Spoilers follow ...
- The Brides of Dracula review by NP
A sequel to 1958’s seminal ‘Dracula’, without Christopher Lee as the main man, could very well have been doomed to failure. Initial signs weren’t promising. When offered to return as Van Helsing, co-star Peter Cushing turned his nose up at the script. The subsequent various tweaks and three credited writers improved things sufficiently for him to agree to do it, but the re-writes resulted in a few flaws in an otherwise flawless film – just who was the Man In Black who ensured Marianne Danielle (Yvonne Monlaur) was abandoned at the inn (and where did he go)? Why did Marianne swiftly agree to marry Baron Meinster after previously being made very aware of his atrocities, and if Meinster could turn into a bat at will, then why was he shackled by the ankle unable to escape? Also, what happened to the vampire ‘brides’ at the film’s close?
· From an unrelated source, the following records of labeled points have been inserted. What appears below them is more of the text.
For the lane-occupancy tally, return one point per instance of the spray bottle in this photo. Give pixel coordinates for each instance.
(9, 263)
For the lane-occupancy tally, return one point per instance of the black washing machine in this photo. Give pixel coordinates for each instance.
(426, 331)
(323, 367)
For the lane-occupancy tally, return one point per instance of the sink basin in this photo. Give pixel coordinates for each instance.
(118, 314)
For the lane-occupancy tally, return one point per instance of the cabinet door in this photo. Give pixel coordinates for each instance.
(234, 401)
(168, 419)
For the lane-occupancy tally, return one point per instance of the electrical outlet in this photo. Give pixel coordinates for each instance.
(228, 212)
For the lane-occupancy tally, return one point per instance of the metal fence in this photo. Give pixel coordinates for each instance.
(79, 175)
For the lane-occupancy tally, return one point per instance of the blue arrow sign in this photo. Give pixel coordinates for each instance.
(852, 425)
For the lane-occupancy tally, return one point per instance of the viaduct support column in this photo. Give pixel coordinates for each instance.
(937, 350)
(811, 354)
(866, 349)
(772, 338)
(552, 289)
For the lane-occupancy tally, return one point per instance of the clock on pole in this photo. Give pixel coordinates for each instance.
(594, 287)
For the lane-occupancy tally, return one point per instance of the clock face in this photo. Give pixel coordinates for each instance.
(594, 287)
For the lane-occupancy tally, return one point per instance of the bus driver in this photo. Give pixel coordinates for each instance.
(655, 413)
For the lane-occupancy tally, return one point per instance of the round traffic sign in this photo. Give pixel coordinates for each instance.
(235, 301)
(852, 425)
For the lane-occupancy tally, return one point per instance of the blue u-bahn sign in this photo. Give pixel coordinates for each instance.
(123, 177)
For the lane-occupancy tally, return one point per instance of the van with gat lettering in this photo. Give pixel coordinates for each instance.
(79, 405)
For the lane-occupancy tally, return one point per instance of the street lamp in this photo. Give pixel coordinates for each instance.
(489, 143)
I had, and have, the biggest crush on Yvonne Monlaur as Marianne. Her air of innocence, naivety and elegance (the character was playing a teacher of deportment after all) made a ridiculous impression on me when I first saw ‘Brides’ in 1980. This fact has no bearing on my opinion of the overall brilliance of this early Hammer success. Before we’ve begun proper, we’ve had stalwart Michael Ripper as a coach-master tearing through a classic, misty, desolate wilderness. We’ve had superstitious locals desperately afraid for their new guest, Marianne. We have the imperious, mighty Baroness Meinster (Martita Hunt) initially frightening everyone before revealing herself as a terrified, tragic figure – and her ward Greta (Freda Jackson) is wonderfully (and persuasively) deranged whilst showing unswerving loyalty to her mistress. The performances here drip with a genuine class and confidence that we actually don’t actually miss Van Helsing, who doesn’t appear until almost halfway through the film.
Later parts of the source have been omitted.